You have to decide where you’re coming from. If your weakness is emotions, then from the ground up you need to live a life of great humor and transparency. If you have a weakness in the spiritual realm, where the things of faith seem illogical and meaningless, then you should address that weakness by finding the most practical application in the everyday life to discover the presence of God. If your brain is your problem, then you should find the chemical imbalances or address the learning disorders, and using reasonableness and patience, attempt to “tune up” that great, fleshy computer.

If we didn’t have a weakness, we would continue to try to dominate each other, and human existence would be a stand-off instead of a fellowship. And let’s be honest–the most obnoxious people in our lives are those who believe they are strong in everything when everybody else knows their true limitation.

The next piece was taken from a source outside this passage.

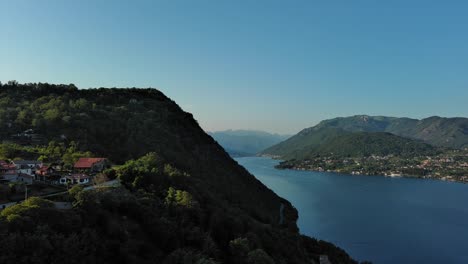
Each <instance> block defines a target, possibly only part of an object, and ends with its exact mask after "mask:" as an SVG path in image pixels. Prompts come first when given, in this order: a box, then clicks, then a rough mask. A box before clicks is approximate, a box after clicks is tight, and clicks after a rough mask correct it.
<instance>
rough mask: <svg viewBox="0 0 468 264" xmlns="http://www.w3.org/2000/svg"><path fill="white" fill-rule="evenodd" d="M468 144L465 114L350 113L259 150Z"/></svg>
mask: <svg viewBox="0 0 468 264" xmlns="http://www.w3.org/2000/svg"><path fill="white" fill-rule="evenodd" d="M466 147H468V118H443V117H429V118H425V119H422V120H418V119H410V118H396V117H385V116H367V115H359V116H351V117H339V118H334V119H329V120H324V121H322V122H320V123H319V124H318V125H316V126H314V127H311V128H307V129H304V130H302V131H301V132H299V133H298V134H296V135H295V136H293V137H291V138H289V139H288V140H286V141H283V142H281V143H279V144H277V145H274V146H272V147H270V148H268V149H266V150H264V151H262V153H261V154H268V155H274V156H280V157H282V158H284V159H304V158H306V157H307V156H311V155H317V154H318V155H324V154H327V155H328V154H334V155H339V156H366V155H372V154H375V155H388V154H393V155H400V156H405V155H412V154H416V153H417V154H428V153H433V152H435V151H438V148H466Z"/></svg>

From birth, my body has been my adversary. It will be with me until the day I die, when it more or less becomes “dusted off.” So I spend my time using my emotions, spirit and mind to counteract the weakness in my body, providing my strength what it needs from the ground up–fruits, vegetables and everything that sprouts from the earth. (A golden nugget–if it grows in the earth, eat a lot of it. If it walks on the earth, well … more often than not, walk away from it.)

Can it really be this simple? Well, it had better be. Otherwise, none of us will ever be intelligent enough to figure it out.